Currently ranked first in Africa and seventh internationally, the co-operative movement has made significant milestones.
In particular, Savings and Credit Co-operatives Societies, SACCOs, have been billed as the fastest growing subsector in the world by among others World Council of Credit Unions (WOCCU)
According to the Ministry of Trade and Industrialisation statistics, co-operative enterprises have generated employment opportunities for over 500,000 people and indirectly for more than 3 million.
The Kenyan Deposit Taking Saccos call the shot as they have remained robust concerning all the parameters on growth performance.
Saccos Societies Regulatory Authority (SASRA) 2019 Sacco annual supervision report shows the subsector is proliferating in the face of stiff competition and disruption of the new technology.
Such growth explains why Saccos are becoming increasingly popular in Kenya, providing an alternative to banks for low and middle-income earners who need financing.
When the government introduced interest rate capping, most banks avoided advancing loans to small business enterprises owners and other low-income earners who they considered risky.
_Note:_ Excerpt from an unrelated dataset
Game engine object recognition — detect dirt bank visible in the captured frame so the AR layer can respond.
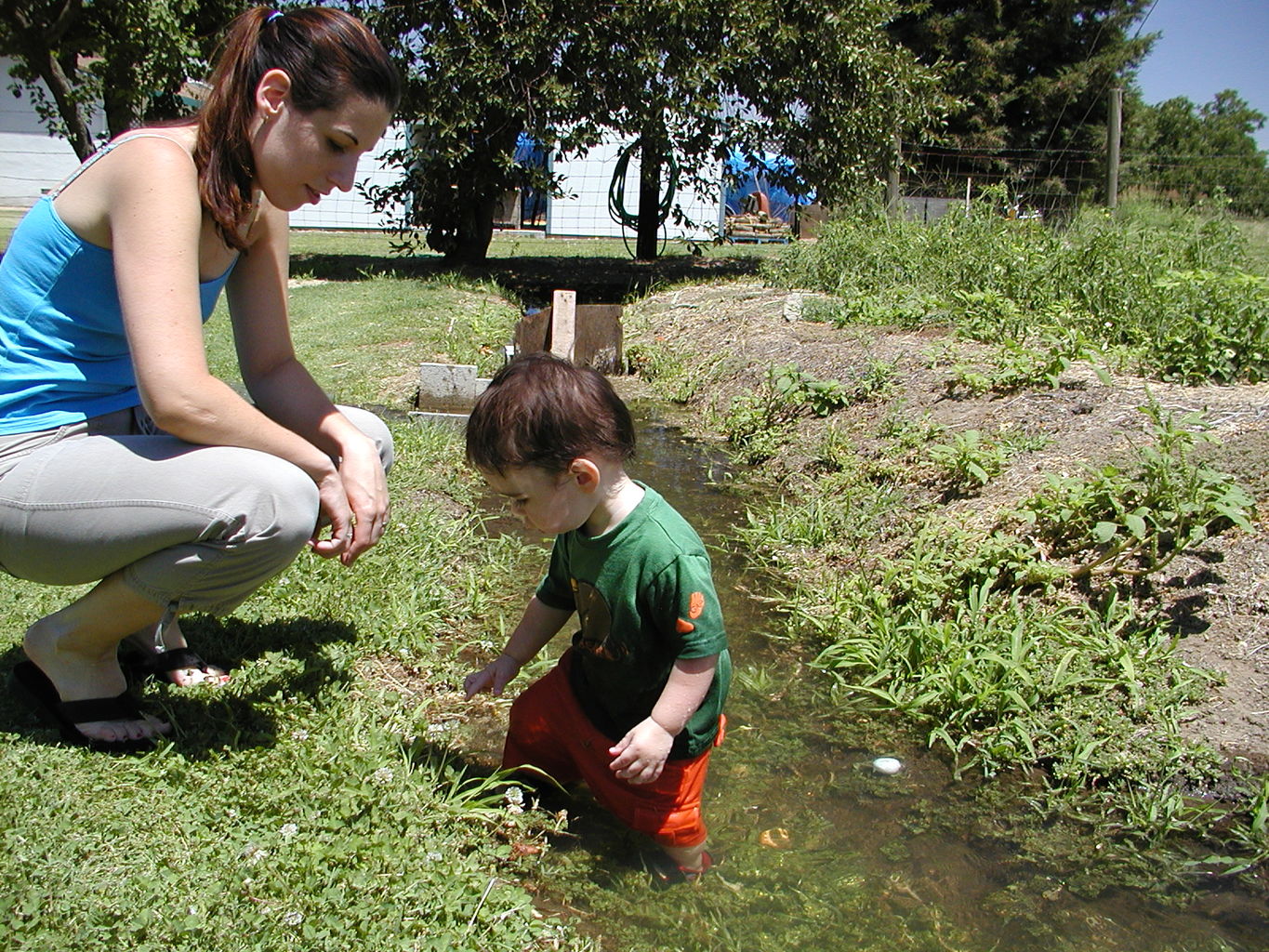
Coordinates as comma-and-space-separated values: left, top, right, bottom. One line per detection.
627, 284, 1269, 769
Saccos remain the only option for such groups as the scramble for borrowing between the government and ordinary Kenyans in banks intensifies.
Saccos model is designed to enable autonomous without government subsidies, and they exist not for profit-making but for their service to members.
They provide loans at relatively low-interest rates, which has attracted more members contributing to their growth across Kenya.
The terms and conditions for getting a loan through a SACCO are not inflexible; members guarantee each other, while a bank will require a title deed, among other collateral and requirements which one may not have.
There is not so much pressure when making payments to the Sacco, but with a bank, when the time for repayment comes, they want their money fast, as many co-operators attest.
Besides, members are the Sacco owners, and net profits are shared between all members in the form of dividends, based on a member’s shareholding percentage. Members through annual general meetings are the supreme decision making organ.
Research by the International Labor Organization indicates about seven per cent of the African population is affiliated to some type of financing co-operative.
In Kenya, those co-operatives are giving a significant boost to the country’s economy through people who, in all likelihood, could not get financing any other way. This notwithstanding their profound role in enhancing the savings culture in the community.
Apart from the enactment of the Co-operative Societies Act No. 12 of 1997 that removed utterly the government’s role in the affairs of co-operative societies resulting in a near-collapse of the entire co-operative movement in the country, the sector has remained firm and meteorically rising to Africa’s top.
The government has come up with a well laid governing and regulatory policies and bodies. Corrupt individuals in co-operatives have been put on the spot.
These days it’s hard for members in registered and licensed co-operative societies to lose money as the government continues to tighten the nut on management.
Sacco societies have proven a great vehicle in poverty eradication and offering the best returns for members’ investments.